ZURICH: L'intelligence artificielle (IA) suscite de vives inquiétudes pour l'emploi, notamment avec l'essor de l'IA générative capable de générer des contenus, comme ChatGPT, mais elle va aussi créer de nouveaux postes, a estimé auprès de l'AFP Denis Machuel, patron du groupe suisse Adecco, numéro un mondial du travail temporaire.
- Comment l'IA va-t-elle bouleverser le monde du travail?
"C'est probablement la plus grande révolution à laquelle nous sommes en train d'assister depuis plusieurs décennies. Cela va être énorme. Et soyons clair, personne ne sait vraiment ce qui va se passer au cours des cinq prochaines années.
D'un côté, il y a toute la productivité que cela va apporter à la façon dont les gens travaillent. Plus largement, cette augmentation de la productivité va aussi détruire certaines des tâches exécutées.
Et personne ne sait véritablement quel va être l'équilibre entre les postes qui vont être détruits ou perturbés et ceux qui vont être créés. L'expérience par le passé nous indique qu'il y a plus ou moins un équilibre entre les deux. C'est ce que nous avions vu avec l'Internet ou la digitalisation.
Cette technologie va apporter beaucoup de compréhension des interactions humaines ou des marchés, mais amène aussi de la complexité. Et pour gérer cette complexité, il faudra davantage de gens. L'IA générative va apporter davantage de données, davantage de possibilités de valider de nouveaux concepts, davantage de façons d'envisager les interactions, produits et services. Pour tout cela, il faudra du personnel."
- Y a-t-il des métiers qui sont plus menacés que d'autres?
"Il est probablement encore un peu trop tôt pour dire précisément quels emplois sont menacés. Parce qu'il faut regarder quelles sont les tâches derrière. Si votre travail consiste seulement à rassembler des informations et à les synthétiser, alors votre poste est en danger, que ce soit dans les métiers de la finance, du droit ou des affaires. Parce que rassembler de l'information et la synthétiser est précisément ce que fait l'IA générative.
Les cols blancs seront probablement plus impactés, au moins à court terme. Chez les cols blancs, ce qui est lié à la gestion de masses d'informations va être davantage perturbé que les compétences liées à la mise en place de relations, à la réflexion stratégique ou à la résolution de problèmes.
Il y a toutefois une limite à cela. Si je prend l'exemple d'un avocat ou d'un para-juriste, rassembler un très grand nombre de décisions légales peut être fait par l'IA générative. Mais la compréhension approfondie et subtile de situations légales complexes et les compétences nécessaires pour résoudre des problèmes restera lié à l'humain.
En même temps, et j'insiste sur ce point, les tâches routinières qui peuvent être automatisées ne sont généralement pas les plus gratifiantes. Si elles peuvent être automatisées, cela libère du temps pour se concentrer sur des tâches plus attrayantes."

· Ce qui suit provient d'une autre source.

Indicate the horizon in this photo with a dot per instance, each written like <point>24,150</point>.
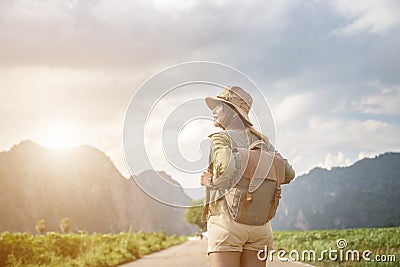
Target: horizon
<point>327,71</point>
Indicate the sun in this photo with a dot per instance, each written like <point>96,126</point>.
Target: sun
<point>60,136</point>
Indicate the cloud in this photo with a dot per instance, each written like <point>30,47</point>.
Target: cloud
<point>385,102</point>
<point>375,17</point>
<point>332,160</point>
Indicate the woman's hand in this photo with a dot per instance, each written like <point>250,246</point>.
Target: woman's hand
<point>206,179</point>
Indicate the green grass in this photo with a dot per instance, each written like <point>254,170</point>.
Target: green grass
<point>380,241</point>
<point>54,249</point>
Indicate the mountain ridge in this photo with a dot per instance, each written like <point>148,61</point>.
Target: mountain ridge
<point>83,184</point>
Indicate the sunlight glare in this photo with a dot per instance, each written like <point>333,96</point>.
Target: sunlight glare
<point>60,136</point>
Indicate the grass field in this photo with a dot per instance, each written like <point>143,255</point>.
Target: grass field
<point>97,250</point>
<point>67,250</point>
<point>383,244</point>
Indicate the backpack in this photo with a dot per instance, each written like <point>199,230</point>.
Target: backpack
<point>254,198</point>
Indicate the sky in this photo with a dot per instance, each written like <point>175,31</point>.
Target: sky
<point>329,71</point>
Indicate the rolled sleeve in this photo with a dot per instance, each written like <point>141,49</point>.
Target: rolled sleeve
<point>223,165</point>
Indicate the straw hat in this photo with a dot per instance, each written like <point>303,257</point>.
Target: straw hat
<point>236,97</point>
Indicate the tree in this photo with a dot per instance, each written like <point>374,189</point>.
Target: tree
<point>64,225</point>
<point>41,227</point>
<point>194,213</point>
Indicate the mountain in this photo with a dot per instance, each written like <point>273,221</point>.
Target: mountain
<point>366,194</point>
<point>84,185</point>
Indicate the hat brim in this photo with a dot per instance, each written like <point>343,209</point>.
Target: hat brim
<point>212,102</point>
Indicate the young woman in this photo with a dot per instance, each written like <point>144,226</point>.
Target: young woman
<point>230,243</point>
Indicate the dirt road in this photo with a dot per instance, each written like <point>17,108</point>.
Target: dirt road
<point>191,253</point>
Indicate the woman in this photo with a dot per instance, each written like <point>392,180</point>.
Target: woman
<point>230,243</point>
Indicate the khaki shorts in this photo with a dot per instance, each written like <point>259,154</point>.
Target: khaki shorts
<point>224,234</point>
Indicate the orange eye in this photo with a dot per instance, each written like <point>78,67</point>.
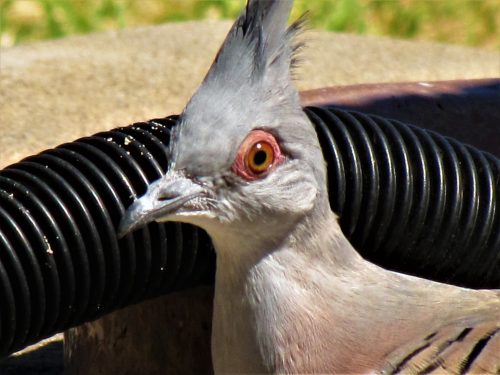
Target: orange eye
<point>260,157</point>
<point>257,155</point>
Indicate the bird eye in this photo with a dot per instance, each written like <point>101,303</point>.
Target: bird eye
<point>258,153</point>
<point>260,157</point>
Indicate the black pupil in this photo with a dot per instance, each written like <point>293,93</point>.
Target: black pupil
<point>260,157</point>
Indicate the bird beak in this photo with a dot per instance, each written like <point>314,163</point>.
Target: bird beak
<point>163,199</point>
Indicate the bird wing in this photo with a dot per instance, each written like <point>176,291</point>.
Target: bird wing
<point>453,349</point>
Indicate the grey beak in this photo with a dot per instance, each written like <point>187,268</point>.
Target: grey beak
<point>162,200</point>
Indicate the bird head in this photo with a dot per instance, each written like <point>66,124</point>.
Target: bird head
<point>243,156</point>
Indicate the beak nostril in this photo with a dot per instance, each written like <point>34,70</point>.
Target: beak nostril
<point>167,197</point>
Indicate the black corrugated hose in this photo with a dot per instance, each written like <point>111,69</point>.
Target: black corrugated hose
<point>409,199</point>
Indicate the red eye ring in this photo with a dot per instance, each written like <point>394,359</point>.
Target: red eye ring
<point>257,155</point>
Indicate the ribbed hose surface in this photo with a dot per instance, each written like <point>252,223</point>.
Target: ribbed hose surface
<point>409,199</point>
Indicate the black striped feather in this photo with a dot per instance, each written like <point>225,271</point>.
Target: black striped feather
<point>453,349</point>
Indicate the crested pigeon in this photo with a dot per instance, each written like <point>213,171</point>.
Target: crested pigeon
<point>291,293</point>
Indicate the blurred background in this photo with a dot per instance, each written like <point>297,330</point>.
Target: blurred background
<point>465,22</point>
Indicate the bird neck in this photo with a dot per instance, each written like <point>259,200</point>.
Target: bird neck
<point>316,235</point>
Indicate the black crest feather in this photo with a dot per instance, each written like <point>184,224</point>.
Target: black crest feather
<point>258,42</point>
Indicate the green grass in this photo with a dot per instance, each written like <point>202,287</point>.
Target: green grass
<point>466,22</point>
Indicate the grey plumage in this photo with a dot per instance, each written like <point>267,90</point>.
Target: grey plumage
<point>292,295</point>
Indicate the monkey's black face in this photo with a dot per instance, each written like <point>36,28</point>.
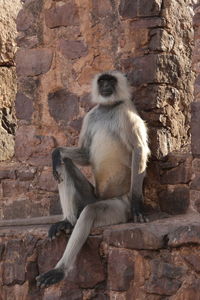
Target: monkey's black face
<point>107,85</point>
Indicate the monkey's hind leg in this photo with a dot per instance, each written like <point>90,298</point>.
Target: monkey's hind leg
<point>75,193</point>
<point>105,212</point>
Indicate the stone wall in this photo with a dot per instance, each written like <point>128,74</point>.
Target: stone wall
<point>8,81</point>
<point>62,44</point>
<point>155,261</point>
<point>195,124</point>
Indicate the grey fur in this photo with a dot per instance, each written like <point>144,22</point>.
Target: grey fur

- Comment utilisez-vous l'intelligence artificielle chez Adecco?
"Nous avons signé un partenariat avec Microsoft pour créer une plateforme de carrière qui conseillera les entreprises et travailleurs sur leur parcours, les aidera à réfléchir à leurs compétences mais aussi au type de postes auxquels ils peuvent postuler. Cela pourra ouvrir des horizons sur des choses auxquelles ils n'auraient pas forcément pensé mais qui sont pourtant à leur portée grâce à leurs compétences.
La bonne nouvelle, c'est qu'il y a un bon nombre de travailleurs dont les compétences sont transférables. L'autre bonne nouvelle, c'est qu'avec l'IA générative, il y a une explosion de possibilités pour mettre à jour ses compétences et se reformer grâce à ces outils.
Nous avons aussi créé un outil de génération de CV par IA. Et pour les tâches quotidiennes de nos recruteurs, nous avons un chatbot qui interagit très rapidement avec des milliers de candidats. Cela permet à nos recruteurs de consacrer plus de temps aux contacts humains, plutôt qu'aux tâches routinières."